Most Binoxxo puzzles start with some predefined XX and OO pairs in different places. Since no more than two consecutive Xs or Os are allowed, we can place the other letter next to each other directly on both sides, as the example below shows.

#### 2. Avoid three identical consecutive letters 2

Another common situation is X_X and O_O, where two equal letters are separated by an empty box. Again, we can enter the other letter directly into the box in the middle to avoid three consecutive identical letters, as shown in the example below.

#### 3. Avoid three identical consecutive letters 3

Sometimes an X or O cannot be placed in a box because it would cause a forbidden triple combination one or two steps later. Let’s look at row 6 of the partially solved puzzle below. If we place an X in the left box, then the other two empty boxes must each contain an O, according to the rule that each row or column must contain the same number of Xs and Os.

#### 4. Complete a row or column

According to the second rule, the number of X and O in each row or column must be the same. This means that in an 8×8 puzzle each row or column should contain four Xs and four Os. If we now look at the highlighted row of the partially solved puzzle below, we see four Xs and only three Os, so an O must be placed in the empty box.

#### 5. Prevent two identical rows or columns

The third rule of Binoxxo says that no two rows or columns may be identical. In the partially solved puzzle below we see two highlighted columns, one complete and one with two empty boxes. Since the incomplete one lacks an X and an O, there is only one way to place them without creating a second identical row, as the second picture below shows.

## Advanced Techniques

The techniques described so far are not sufficient to solve difficult puzzles. For these you need brains and advanced techniques to work out many special and interesting logical situations. Advanced techniques are based on a process of conjecture and conflict in which one assumes that a box contains an X (or O), and in the next step this conjecture turns out to be false by pure logical combination. Here are some examples of advanced techniques to solve special situations. You will develop many more yourself if you solve a Binoxxo puzzle yourself:

#### 1. Advanced technique 1

Let’s have a look at the highlighted column in the partially solved puzzle below. If we place an O in the second box from above, then we have placed four of the five O in this column, which means that one O is still missing.
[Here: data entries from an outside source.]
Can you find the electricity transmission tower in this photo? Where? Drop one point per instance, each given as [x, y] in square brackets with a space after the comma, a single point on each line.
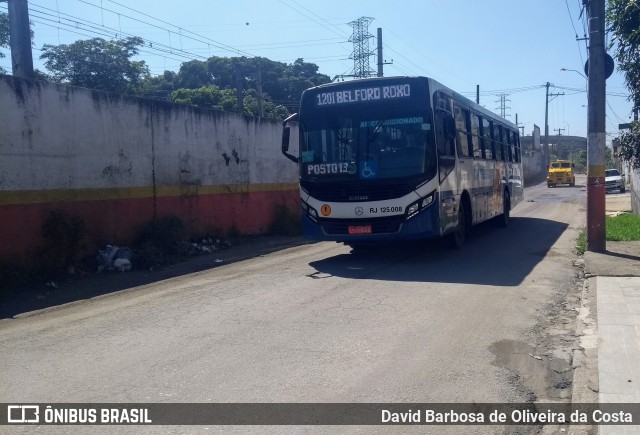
[503, 105]
[361, 47]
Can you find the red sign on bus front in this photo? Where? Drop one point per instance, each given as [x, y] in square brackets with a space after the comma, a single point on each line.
[361, 229]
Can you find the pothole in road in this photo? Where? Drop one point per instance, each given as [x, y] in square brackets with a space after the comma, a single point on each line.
[544, 377]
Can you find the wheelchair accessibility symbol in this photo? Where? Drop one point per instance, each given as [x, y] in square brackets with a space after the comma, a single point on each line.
[325, 210]
[369, 169]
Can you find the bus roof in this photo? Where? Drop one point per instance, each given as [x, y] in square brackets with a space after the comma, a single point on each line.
[434, 85]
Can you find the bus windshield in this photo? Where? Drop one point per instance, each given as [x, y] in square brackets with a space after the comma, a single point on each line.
[376, 145]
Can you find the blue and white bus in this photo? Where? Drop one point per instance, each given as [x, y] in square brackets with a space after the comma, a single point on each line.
[401, 158]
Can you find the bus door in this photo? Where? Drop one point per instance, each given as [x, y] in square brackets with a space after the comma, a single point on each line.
[445, 132]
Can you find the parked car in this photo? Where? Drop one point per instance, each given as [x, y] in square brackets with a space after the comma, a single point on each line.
[613, 180]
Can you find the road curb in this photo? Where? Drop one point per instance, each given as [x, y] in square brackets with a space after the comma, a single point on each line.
[585, 356]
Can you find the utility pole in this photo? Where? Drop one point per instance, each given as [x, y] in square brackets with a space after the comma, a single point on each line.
[20, 39]
[239, 89]
[381, 61]
[361, 51]
[520, 127]
[596, 136]
[546, 119]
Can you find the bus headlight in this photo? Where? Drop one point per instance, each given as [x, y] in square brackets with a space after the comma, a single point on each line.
[420, 204]
[313, 214]
[309, 211]
[413, 209]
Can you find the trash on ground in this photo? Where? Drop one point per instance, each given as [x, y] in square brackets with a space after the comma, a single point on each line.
[114, 258]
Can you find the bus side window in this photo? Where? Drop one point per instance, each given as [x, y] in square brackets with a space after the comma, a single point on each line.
[487, 143]
[475, 136]
[444, 141]
[462, 132]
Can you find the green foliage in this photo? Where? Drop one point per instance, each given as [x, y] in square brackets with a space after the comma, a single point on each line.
[623, 20]
[629, 145]
[624, 227]
[97, 64]
[193, 74]
[210, 96]
[159, 87]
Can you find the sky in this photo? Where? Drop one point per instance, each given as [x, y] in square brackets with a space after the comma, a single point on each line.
[505, 47]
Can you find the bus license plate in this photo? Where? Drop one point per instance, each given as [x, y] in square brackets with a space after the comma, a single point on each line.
[360, 229]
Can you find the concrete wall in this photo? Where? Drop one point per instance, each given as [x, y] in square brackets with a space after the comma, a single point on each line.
[117, 162]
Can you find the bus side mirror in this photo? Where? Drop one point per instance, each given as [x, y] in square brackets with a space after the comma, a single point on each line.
[286, 135]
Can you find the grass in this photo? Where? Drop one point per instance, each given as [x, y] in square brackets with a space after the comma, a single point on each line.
[625, 227]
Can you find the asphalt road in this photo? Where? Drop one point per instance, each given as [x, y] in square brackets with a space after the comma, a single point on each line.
[417, 323]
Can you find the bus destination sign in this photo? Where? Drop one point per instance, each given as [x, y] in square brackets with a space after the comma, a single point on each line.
[363, 95]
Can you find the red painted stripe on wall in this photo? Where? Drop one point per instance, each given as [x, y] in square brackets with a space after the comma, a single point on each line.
[117, 221]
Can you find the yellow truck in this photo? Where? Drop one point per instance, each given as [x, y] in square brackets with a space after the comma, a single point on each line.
[561, 172]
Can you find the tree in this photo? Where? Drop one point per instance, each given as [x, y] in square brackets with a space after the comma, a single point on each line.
[193, 74]
[623, 19]
[97, 64]
[212, 97]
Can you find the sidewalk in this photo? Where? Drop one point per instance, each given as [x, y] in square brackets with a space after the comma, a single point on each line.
[615, 276]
However, each box in which we try leads to XXX in some places. This means that the second box from the top must contain an X, as the example on the right shows below.

#### 2. Advanced Technique 2

Sometimes advanced techniques are needed to prevent two identical rows or columns from forming. In the partially solved puzzle below we see two highlighted columns, one complete and the other with three empty boxes. Let’s see what happens when we put an O in the second box from below. Because there are already four O in this column, we would have to place an X in each of the two empty boxes in order to get the same number of X and O. The number of X and O in this column is the same. However, this would lead to two identical columns, which is not allowed according to the rules. For this reason, the second box must contain an X from below.